If Iraqi officials ask American troops to stay in the country beyond next year's deadline for withdrawal, the United States will be open to discussing the idea, Defense Secretary Robert Gates said Tuesday.
"We'll stand by," Gates told reporters while traveling in Malaysia. "That initiative clearly needs to come from the Iraqis; we are open to discussing it."
Gates urged Iraq's political groups to reconcile after months of deadlock since the March 7 parliamentary election failed to produce a clear winner. Any request to extend the U.S. military presence in Iraq would have to come from a functioning Iraqi government, Gates said, according to the Associated Press.
Leaders of Iraq's major political blocs met for the first time Monday, but the first session of three scheduled days of talks did not lead to a breakthrough in forming a government, AP reported. The contest for supremacy pits the Iranian-favored coalition of Shiite Prime Minister Nouri al-Maliki against anti-American cleric Muqtada al-Sadr and the Sunni-backed secular coalition led by former Prime Minister Ayad Allawi, who received the most votes in the inconclusive elections. Allawi's coalition won 91 seats in the election, compared with 89 for Maliki's bloc; neither side won a majority of seats needed to govern.
Car bombings in three Shiite cities occurred Tuesday, the third series of apparently coordinated attacks since last week.

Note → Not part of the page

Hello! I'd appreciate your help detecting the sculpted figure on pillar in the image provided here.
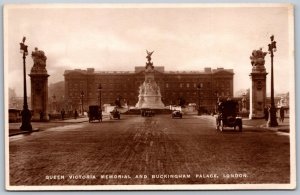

More than a dozen coordinated car bombs exploded in Baghdad on November 2, killing at least 60 people and injured more than 300 in the deadliest attacks in Iraq since the summer.
The surge of violence has called into question the ability of Iraqi security forces to protect the capital against sectarian violence ahead of the December 31, 2011 deadline for complete withdrawal of U.S. forces. But the U.S. deputy commanding general for operations for Iraq expressed confidence Monday that Iraq's security forces, now numbering 650,000 troops, are "fully responsible" for maintaining the security environment today.
Lt. Gen. Robert Cone, speaking to reporters in Washington by video link from Iraq, called the Iraqi forces a "capable counterinsurgency force."
Cone added that the Iraqis ran a national after-action review on Saturday at the Iraqi defense ministry to achieve a "very logical and rational assessment" of the violence over the last two weeks. He said the security forces were "quite critical of their own performance, in a healthy way."
While all final decisions for troop withdrawal would be left up to political negotiations, meeting the timeline for a complete pullout by 2012 is essential to proving U.S. credibility in the region, Cone said. "Right now, we have a security agreement that says we will be out of here by January 1, 2012.... We will be at zero [forces here]."
"From my perspective, the credibility that we get by making an agreement with another nation and honoring it is self-enforcing," he said.